UNA POLITICA EGOISTA E SUICIDA

in Editoriale

di Adriano Segatori

Ha scritto, giustamente, Laila Maher in un commento ad un post di Souad Sbai a proposito dell’“Immigrazione selvaggia”, che “siamo governati da persone che non sanno cosa vuol dire la politica internazionale”.

Verissimo! A parte i noti stati confusionali geografici dei fenomeni italici, quello che è evidente in tutti gli ambiti politici – e intendo principalmente quelli europei – è una agitazione convulsa al momento di eventi sanguinosi particolarmente traumatici, una gelosia patologica dei propri interessi di bottega, un egoismo autolesionistico nel rilassarsi quando le disgrazie accadono agli altri.

Questo, di fronte al fenomeno della quotidiana invasione del territorio nazionale, assume un aspetto di rilevanza internazionale.

Pensare che tutti coloro che sbarcano clandestinamente debbano essere sparpagliati sul territorio europeo significa semplicemente che l’Europa non esiste, che dire di essere cittadini d’Europa è una vergognosa mistificazione. Se si crede in questa entità politica, sicuramente da costruire in termini spirituali, prima ancora che economici e istituzionali, quindi ben altro rispetto allo squallido marchingegno tecnico-finanziario che sta soffocando le singole sovranità, allora bisogna resettare le mentalità di bandiera e costruire un pensiero di comunità imperiale.

Molto banalmente, noi europei siamo sulla stessa barca, e pensare che qualcuno non remi, o remi contro, o si nasconda nella stiva, o saboti la bussola, significa solo il naufragio, e naufraghi finiremo tutti.

Detto ciò, mi aggancio a due considerazioni particolarmente significative. Riccardo Tennenini, nel suo saggio “Il tramonto del mondo bianco”, cita il famoso e purtroppo scomparso Guillaume Faye: “Una solidarietà globale con tutte le popolazioni di origine Europea sarà, nel XXI secolo, più importante delle rivalità geopolitiche che dividono>>. Poi, una osservazione del giudice Filippo Spiezia nel suo “Attacco all’Europa”, sulla inadeguatezza politica, giuridica, informatica e repressiva dei paesi europei ad affrontare sia la criminalità organizzata che il terrorismo islamista.

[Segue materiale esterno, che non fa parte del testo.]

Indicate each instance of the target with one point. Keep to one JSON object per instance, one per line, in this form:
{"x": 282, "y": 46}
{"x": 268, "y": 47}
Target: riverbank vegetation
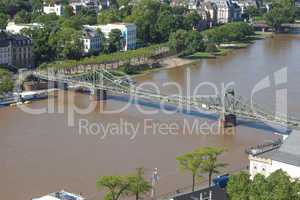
{"x": 118, "y": 186}
{"x": 282, "y": 11}
{"x": 6, "y": 82}
{"x": 276, "y": 186}
{"x": 207, "y": 44}
{"x": 201, "y": 161}
{"x": 138, "y": 56}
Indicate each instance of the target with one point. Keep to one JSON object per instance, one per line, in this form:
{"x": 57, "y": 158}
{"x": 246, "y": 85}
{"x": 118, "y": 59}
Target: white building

C’è bisogno, quindi, di un più efficace coordinamento anche militare nel quadro politico europeo, da costruire ex novo in una condivisa visione di storia e di destini, e di una attività internazionale che funzioni tra alleanze sincere e decise dissuasioni, per evitare la deriva occidentale.

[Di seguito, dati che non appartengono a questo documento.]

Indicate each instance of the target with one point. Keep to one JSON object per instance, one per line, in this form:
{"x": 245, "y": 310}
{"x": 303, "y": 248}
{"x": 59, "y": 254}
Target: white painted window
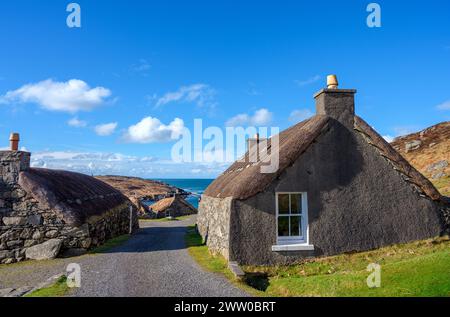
{"x": 292, "y": 218}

Facile? Per niente! Non ci sono statisti in vista, solo manager di una rete transnazionale di interessi conflittuali. Ma da qualche parte bisogna pur cominciare. Come dice il saggio Lao Tzu: “Invece che maledire il buio è meglio accendere una candela”. Attrezzarsi di lume e accendino sarebbe già un gesto di consapevolezza.